One move we did finally make just this week was to have Micah swap rooms with his sister.  Her room is a little bit bigger in exchange for a smaller closet but the extra floor space was definitely needed. I tried to do this earlier but Micah had his reasons to stay in the smaller room - one of which was the proximity to the half bath - it would be further away which was unthinkable just two months ago. But the move has been made (almost done) while Micah is in the hospital for a tune-up (more on that later) with his approval.  It is going to make it possible for me to set up his guitars in a corner so they're ready to play whenever he feels the urge.  I'll have a little more room to move around his space so he won't feel like I'm about to fall on him every time I move from the oxygen concentrator to the medicine shelf!

BOTTOMLINE

The effort has been worth it.  Selling our business, moving Micah in with us and making his care our primary focus has brought about the improvements we were hoping for. so Micah is now more stable and ready to take on what's next.

Micah is ready for the next level.  He's reached a point in his recovery where he can take on more aggressive physical therapy. This means exercise equipment (read special pedaling devices) and weights.  Insurance doesn't cover this and they no longer cover the cost of physical therapy so that's on us.  I've come to learn that insurance is meant to keep people from dying but it doesn't have any interest in helping you be as healthy as you can be if you're disabled.  So once you're "stable" their work is done.  We're grateful for all that has been provided and the effort of the therapists and nurses but now that they've completed their assignments it's time for the rest of the work to be done - to get Micah from patient to having a life again - to contributing and being involved in the world again like he wants.  
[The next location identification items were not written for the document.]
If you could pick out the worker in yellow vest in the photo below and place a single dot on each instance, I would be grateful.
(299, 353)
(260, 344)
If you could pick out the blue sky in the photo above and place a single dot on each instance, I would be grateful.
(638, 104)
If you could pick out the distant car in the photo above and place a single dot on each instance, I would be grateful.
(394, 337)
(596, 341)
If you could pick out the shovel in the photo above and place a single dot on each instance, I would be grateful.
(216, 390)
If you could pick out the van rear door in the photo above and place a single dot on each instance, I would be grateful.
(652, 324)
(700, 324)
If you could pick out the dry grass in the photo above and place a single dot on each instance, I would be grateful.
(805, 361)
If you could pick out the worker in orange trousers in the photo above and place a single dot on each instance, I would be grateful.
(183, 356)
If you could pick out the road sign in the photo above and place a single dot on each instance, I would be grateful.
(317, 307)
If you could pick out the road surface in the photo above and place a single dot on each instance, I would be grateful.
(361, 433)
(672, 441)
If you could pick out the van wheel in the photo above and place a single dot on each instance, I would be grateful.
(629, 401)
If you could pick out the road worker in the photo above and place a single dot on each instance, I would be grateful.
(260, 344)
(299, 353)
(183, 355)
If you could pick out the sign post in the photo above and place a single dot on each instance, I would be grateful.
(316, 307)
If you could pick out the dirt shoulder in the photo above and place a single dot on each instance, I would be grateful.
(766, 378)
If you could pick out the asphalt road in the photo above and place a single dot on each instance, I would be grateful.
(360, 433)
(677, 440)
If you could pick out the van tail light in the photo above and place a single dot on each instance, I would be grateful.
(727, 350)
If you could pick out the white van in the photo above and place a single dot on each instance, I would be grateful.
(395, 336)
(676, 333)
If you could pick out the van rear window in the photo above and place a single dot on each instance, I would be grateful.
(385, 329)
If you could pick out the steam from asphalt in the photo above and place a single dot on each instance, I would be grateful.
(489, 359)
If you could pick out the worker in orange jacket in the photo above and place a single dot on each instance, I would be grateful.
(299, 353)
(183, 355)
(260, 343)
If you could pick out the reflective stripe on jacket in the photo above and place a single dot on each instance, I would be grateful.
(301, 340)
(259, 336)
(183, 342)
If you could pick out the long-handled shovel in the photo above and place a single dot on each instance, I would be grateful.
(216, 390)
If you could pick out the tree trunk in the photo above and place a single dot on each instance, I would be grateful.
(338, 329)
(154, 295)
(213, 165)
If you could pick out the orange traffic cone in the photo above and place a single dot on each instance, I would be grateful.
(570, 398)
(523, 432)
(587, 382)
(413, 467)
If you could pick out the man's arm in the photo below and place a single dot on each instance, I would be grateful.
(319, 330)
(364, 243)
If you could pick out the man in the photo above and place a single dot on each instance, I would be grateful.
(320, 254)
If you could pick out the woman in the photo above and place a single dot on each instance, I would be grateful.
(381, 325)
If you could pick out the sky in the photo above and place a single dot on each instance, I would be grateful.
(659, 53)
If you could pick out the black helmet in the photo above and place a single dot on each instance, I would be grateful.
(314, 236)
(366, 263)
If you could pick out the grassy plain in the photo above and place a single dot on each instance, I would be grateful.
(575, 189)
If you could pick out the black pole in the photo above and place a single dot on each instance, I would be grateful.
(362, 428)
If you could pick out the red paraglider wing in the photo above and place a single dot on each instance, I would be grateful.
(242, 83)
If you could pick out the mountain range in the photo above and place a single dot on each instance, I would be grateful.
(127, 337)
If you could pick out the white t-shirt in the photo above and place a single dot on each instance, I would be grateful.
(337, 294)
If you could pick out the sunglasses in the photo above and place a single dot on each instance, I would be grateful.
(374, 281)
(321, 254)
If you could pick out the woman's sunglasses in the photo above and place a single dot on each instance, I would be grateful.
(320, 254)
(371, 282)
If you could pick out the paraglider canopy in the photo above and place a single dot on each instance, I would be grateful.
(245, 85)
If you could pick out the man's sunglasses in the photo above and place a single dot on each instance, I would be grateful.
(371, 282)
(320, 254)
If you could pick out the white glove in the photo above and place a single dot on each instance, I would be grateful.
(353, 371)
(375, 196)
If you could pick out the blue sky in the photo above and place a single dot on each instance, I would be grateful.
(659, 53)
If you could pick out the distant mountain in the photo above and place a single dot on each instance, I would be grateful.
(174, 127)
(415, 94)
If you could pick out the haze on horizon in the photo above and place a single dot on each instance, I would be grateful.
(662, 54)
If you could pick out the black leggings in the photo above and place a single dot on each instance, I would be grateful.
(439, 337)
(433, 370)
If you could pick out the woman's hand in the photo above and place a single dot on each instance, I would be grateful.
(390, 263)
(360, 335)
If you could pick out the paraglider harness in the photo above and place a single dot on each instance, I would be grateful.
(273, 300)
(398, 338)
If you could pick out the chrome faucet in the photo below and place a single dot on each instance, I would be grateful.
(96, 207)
It also means he'll need more space for this equipment.  We expect Micah to be on oxygen for the rest of his life and this means a concentrator, bi-pap machine, filters, tanks and more tanks, hoses, jugs of distilled water and more. Plus his IV pole, two pumps, IV supplies, refrigerated medicines which means he needs a refrigerator and the space to keep it nearby.  Then he can also keep his specialized high fat/ high calorie diet nearby as well and out of general circulation (if you know what I mean).  Cases and cases of formula for his g-tube feedings.  Ideally he would have a room with a private bathroom with a specialized tub/shower made to support people like Micah and a kitchenette because there is equipment that has to be sterilized every day and a frequent need for water and rinsing and washing.  I carry a lot of "stuff" back and forth to his room several times a day.

This disease is insidious.  Micah may continue to improve with all this effort.  We've seen good results so far.  Or the next illness may be the one that causes his one partially good lung to collapse.  I don't want to talk about worse case scenarios or planning for what that looks like here.  Currently, we want to focus on providing Micah every opportunity to have what we all have - a chance to make a life.  Who knows - maybe if we keep pressing on Micah will be able to take on more and more of his own care and feel the sense of independence we often take for granted. For as long as he can.

 Micah has been in the hospital for a quick tune up the last few weeks.  He started to feel poorly and then he had three wisdom teeth start to come in but they were impacted!  TERRIBLE pain.  Poor guy.  There was no relief. No oral surgeon wanted to take him on with all his underlying condition so the docs admitted him.  While waiting to get his teeth pulled as an inpatient (OHSU has an oral surgery department!) they started treating his illness but the delay from the oral surgery gave whatever it was in his lungs a chance to dig in so a longer stay was needed.  He looks great now and is coming home TODAY!  :)

Thanks for reading.  I've written so much but of course there's always more.  Please feel free to contact me with comments or questions.  Part of my goal here is to educate.  The world of disability is a mystery to some and I'm happy to answer your questions.
Thank you for your prayers and kind thoughts. You make a difference!